Key findings and insights

Research Question 1:

The sentiment analysis using afinn showed that the middle score level essays had the highest score and the low score level essays had the lowest score. The sentiment analysis using Bing showed that the middle score level essay had the highest score and the high score level essays and the low score level essays had the almost same low sentiment score.

Given the distribution (217 high score level essays, 2277 middle score level essays, and 1986 low level score essays), it is not surprising that middle score level essays had a higher score (because their number is largest) and the high score level essays had a comparative lower score (because their number is smallest).

It is better to compare middle score level essays and low score level essay because their numbers did not differ a lot. We found that there was a difference in sentiment scores between middle score level essays and low score level essays, with middle score level essays obtaining a higher sentiment score.

Research Question 2:

I must acknowledge that this dataset may not be suitable for topic modeling because students are doing the same reading and writing the same content. It is expected that there would be hugh overlapping in topics. If we looked at the general patterns, we would find that there were no difference in the extracted topics. However, a closer examination revealed that compared with low score level essays and middle score level essays, high score level essays had more topics including terms like “author”, “support”, “explain”, “idea”, “state”, as shown in Topic 1, 3, 5, 6, 9. In low score level essays, we just found one topic included similar terms, topic 6. In middle score level essays, we also just found one topic included similar terms, topic 9. Connecting to the requirement of the prompt for this task, “Be sure to include: a claim that evaluates how well the author supports the idea that studying Venus is a worthy pursuit despite the dangers; an explanation of the evidence from the article that supports your claim”, we found that high score level essays aligned with the requirement of the prompt better.

Implications and future directions

The difference of sentiment scores between middle score level essays and low score level essays can inform that instructors should pay attention to students’ emotions while completing the writing tasks.

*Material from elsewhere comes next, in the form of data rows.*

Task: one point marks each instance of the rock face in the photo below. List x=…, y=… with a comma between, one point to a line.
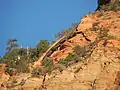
x=100, y=71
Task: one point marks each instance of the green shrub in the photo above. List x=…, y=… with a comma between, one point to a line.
x=48, y=65
x=37, y=72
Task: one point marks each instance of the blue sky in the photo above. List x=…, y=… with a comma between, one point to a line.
x=30, y=21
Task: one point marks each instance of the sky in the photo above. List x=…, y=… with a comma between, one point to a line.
x=30, y=21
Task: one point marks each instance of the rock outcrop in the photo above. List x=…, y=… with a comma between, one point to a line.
x=100, y=32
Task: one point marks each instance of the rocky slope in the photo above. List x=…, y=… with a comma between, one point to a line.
x=100, y=32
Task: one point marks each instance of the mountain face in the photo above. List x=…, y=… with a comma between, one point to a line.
x=98, y=67
x=104, y=2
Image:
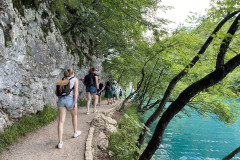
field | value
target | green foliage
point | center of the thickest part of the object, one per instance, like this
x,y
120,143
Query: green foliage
x,y
123,142
29,53
25,125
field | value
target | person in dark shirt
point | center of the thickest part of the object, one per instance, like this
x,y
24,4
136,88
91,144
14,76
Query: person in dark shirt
x,y
99,92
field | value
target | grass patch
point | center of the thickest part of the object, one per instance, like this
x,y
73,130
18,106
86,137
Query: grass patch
x,y
25,125
122,144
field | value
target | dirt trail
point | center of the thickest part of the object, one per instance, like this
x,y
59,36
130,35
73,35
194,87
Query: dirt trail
x,y
41,145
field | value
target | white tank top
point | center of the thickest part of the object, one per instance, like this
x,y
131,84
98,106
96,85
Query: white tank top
x,y
72,82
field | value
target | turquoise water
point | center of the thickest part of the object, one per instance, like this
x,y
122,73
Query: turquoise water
x,y
197,138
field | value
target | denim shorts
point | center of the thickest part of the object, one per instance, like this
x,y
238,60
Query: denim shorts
x,y
66,101
91,89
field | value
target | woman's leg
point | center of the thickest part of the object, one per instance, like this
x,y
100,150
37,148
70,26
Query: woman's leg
x,y
88,100
61,114
100,99
74,119
95,96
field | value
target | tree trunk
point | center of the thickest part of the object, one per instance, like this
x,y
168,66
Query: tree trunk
x,y
182,100
177,78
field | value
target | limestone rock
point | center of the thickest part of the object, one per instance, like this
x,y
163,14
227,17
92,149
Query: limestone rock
x,y
31,61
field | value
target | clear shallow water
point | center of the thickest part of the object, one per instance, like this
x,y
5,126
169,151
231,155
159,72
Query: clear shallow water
x,y
197,138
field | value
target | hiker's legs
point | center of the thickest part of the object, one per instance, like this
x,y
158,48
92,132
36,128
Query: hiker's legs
x,y
89,98
61,114
74,119
100,98
95,97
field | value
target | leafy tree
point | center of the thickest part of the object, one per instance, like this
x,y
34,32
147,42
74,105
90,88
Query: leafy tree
x,y
221,70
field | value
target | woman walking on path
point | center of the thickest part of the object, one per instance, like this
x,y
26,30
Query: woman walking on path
x,y
125,93
68,102
101,88
108,92
91,82
114,91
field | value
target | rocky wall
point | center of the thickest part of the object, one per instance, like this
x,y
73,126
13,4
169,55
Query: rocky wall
x,y
32,59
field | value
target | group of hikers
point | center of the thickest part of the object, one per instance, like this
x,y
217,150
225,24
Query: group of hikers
x,y
67,92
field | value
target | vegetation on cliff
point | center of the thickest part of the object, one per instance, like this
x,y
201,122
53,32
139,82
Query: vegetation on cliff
x,y
193,66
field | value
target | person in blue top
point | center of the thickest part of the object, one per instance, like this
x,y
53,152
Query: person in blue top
x,y
91,82
68,102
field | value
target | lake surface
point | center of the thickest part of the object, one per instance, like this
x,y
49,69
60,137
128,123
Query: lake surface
x,y
197,138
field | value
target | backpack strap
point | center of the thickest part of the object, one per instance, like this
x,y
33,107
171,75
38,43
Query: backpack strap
x,y
73,85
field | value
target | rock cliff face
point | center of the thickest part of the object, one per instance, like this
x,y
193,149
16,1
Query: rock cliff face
x,y
32,59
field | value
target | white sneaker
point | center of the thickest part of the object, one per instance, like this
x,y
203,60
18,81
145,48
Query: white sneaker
x,y
77,134
60,145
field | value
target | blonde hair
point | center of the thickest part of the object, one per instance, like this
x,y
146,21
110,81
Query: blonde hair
x,y
91,70
68,72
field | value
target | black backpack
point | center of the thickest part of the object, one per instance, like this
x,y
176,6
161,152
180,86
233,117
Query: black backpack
x,y
63,87
89,80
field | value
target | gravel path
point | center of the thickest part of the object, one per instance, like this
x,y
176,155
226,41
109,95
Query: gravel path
x,y
41,145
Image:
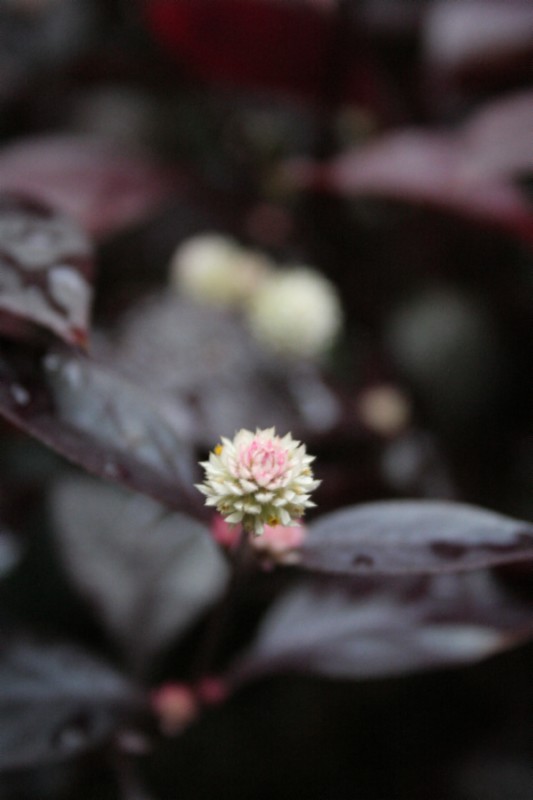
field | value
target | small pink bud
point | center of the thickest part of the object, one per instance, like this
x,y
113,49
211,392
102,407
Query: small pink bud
x,y
225,535
280,543
175,705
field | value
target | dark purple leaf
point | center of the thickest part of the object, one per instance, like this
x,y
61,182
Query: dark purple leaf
x,y
149,573
469,172
98,184
372,629
99,420
414,536
55,702
10,550
45,270
204,359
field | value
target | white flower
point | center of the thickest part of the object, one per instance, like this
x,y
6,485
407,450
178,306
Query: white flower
x,y
259,479
296,312
211,268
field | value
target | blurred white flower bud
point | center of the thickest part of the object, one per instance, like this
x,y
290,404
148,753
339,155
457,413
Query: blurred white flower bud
x,y
296,312
211,268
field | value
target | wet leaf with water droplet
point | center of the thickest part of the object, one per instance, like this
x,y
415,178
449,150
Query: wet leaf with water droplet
x,y
56,701
414,536
101,421
149,573
375,628
45,271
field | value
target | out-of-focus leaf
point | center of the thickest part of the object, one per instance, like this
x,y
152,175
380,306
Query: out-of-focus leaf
x,y
10,550
45,270
414,536
100,185
41,36
149,573
55,702
374,628
498,136
97,419
469,172
202,358
470,38
279,45
252,42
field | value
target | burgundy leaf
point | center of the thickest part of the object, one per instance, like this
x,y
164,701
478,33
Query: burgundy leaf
x,y
45,270
10,550
280,45
252,42
469,172
374,629
98,184
414,536
99,420
56,701
149,573
200,357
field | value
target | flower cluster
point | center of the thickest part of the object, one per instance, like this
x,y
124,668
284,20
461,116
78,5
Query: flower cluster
x,y
259,479
211,268
293,311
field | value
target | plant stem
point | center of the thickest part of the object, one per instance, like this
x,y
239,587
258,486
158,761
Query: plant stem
x,y
218,623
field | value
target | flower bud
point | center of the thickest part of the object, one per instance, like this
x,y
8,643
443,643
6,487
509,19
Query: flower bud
x,y
295,312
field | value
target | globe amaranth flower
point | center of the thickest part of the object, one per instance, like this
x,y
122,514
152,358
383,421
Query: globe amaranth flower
x,y
214,269
295,312
259,479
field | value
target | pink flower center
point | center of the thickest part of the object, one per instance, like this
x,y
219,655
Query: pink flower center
x,y
265,462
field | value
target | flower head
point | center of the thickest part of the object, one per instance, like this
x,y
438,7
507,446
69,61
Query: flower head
x,y
295,312
214,269
259,479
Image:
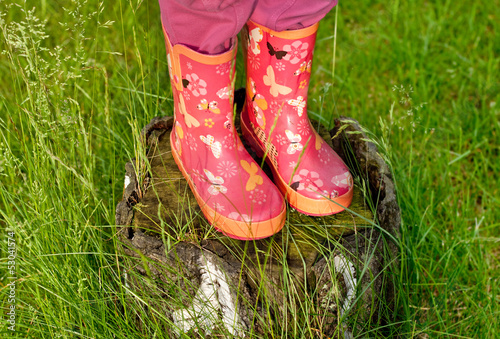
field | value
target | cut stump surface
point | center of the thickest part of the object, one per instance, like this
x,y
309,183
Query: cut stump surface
x,y
202,281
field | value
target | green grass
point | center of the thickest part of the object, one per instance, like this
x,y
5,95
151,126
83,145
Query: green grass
x,y
77,89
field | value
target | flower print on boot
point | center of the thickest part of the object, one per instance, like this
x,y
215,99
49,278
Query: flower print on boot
x,y
307,171
205,145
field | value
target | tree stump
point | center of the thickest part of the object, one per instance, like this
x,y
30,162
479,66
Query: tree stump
x,y
329,269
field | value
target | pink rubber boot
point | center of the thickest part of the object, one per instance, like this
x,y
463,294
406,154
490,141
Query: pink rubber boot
x,y
233,192
307,171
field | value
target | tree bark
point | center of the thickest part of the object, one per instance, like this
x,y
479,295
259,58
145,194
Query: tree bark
x,y
222,285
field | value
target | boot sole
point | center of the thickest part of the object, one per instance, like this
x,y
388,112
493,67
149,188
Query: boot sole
x,y
303,204
235,229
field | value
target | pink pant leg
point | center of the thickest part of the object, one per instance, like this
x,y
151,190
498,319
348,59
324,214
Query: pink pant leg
x,y
206,26
290,14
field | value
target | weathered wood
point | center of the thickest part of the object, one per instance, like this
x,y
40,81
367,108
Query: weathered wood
x,y
318,255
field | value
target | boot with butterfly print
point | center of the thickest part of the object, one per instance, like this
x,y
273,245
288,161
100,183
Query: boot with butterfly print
x,y
233,192
313,178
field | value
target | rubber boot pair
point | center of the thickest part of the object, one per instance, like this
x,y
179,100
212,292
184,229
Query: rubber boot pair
x,y
233,192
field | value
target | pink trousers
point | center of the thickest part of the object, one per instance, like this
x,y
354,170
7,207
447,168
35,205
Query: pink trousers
x,y
209,26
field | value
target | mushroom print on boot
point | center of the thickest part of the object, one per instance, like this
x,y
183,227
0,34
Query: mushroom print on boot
x,y
308,172
235,195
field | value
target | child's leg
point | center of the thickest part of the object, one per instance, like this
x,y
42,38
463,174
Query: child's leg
x,y
290,15
233,192
310,174
207,27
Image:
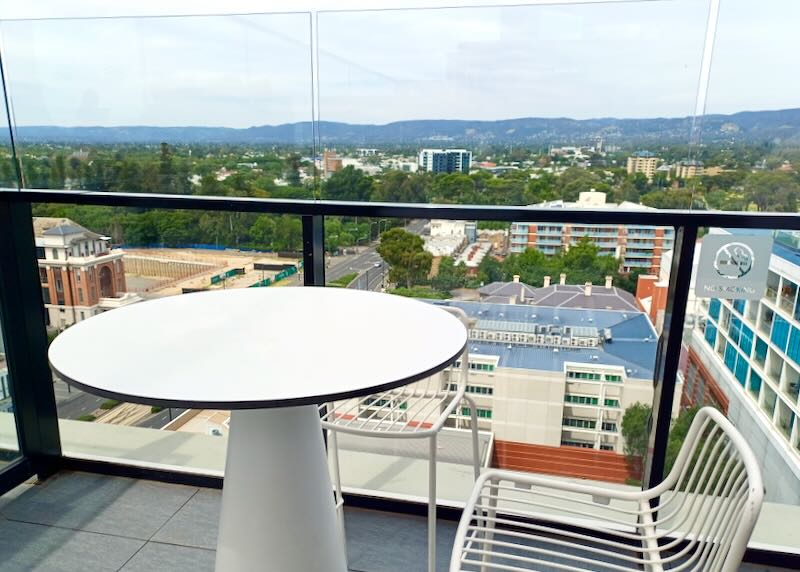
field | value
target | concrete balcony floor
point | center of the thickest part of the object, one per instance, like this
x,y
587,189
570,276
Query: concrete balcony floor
x,y
88,522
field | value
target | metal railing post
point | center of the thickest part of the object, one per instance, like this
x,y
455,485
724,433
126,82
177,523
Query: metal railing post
x,y
313,250
31,382
669,353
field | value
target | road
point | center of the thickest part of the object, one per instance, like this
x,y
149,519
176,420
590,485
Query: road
x,y
158,420
72,402
368,263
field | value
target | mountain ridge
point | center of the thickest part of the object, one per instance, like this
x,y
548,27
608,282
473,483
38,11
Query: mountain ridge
x,y
780,126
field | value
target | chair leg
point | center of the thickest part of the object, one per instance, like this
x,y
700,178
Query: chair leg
x,y
476,456
489,523
432,505
333,447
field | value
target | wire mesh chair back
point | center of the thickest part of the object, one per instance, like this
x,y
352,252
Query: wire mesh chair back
x,y
416,408
698,519
709,502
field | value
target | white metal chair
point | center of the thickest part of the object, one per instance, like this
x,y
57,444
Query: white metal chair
x,y
698,518
417,411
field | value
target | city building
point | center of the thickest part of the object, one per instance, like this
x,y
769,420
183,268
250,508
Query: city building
x,y
639,247
544,378
643,162
561,295
445,160
744,357
449,236
80,274
473,254
688,169
331,163
651,291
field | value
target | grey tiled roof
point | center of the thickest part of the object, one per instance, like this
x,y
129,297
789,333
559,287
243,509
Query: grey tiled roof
x,y
632,346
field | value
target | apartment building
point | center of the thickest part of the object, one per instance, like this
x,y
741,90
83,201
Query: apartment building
x,y
744,357
690,168
445,160
557,377
639,246
643,162
331,163
80,274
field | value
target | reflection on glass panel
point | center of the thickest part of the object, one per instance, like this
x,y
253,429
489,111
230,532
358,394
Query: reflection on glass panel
x,y
754,378
9,444
511,105
749,104
95,259
8,173
185,105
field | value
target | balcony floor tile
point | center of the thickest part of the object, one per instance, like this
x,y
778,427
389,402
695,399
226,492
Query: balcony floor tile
x,y
170,558
196,523
97,523
98,503
40,548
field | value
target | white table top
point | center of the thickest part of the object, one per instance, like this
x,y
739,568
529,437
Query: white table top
x,y
257,347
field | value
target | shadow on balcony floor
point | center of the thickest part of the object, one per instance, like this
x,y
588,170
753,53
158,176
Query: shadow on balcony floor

Low score level students may experience more difficulties in their writing and show more negative sentiments. Instructors need to give them more help. Further analysis can be conducted to identify the sources of these differences.

Instructors should help students understand the task more or remind students to pay attention to the requirements of the tasks, so that students will be more likely to write essays that meet the requirements.

Limitations and ethical issues

Dictionary based methods to do sentiment analysis have some limitations. First, it lacks contextual awareness, meaning that they treat each word independently. Second, words with multiple meanings may be mis-classified.

Topic modeling can reveal the topics in students’ writing. However, it requires the interpretation from human experts, which can be subjective sometimes.

When using students’ written responses to do analysis, we need the permission from the students and should keep their responses confidential.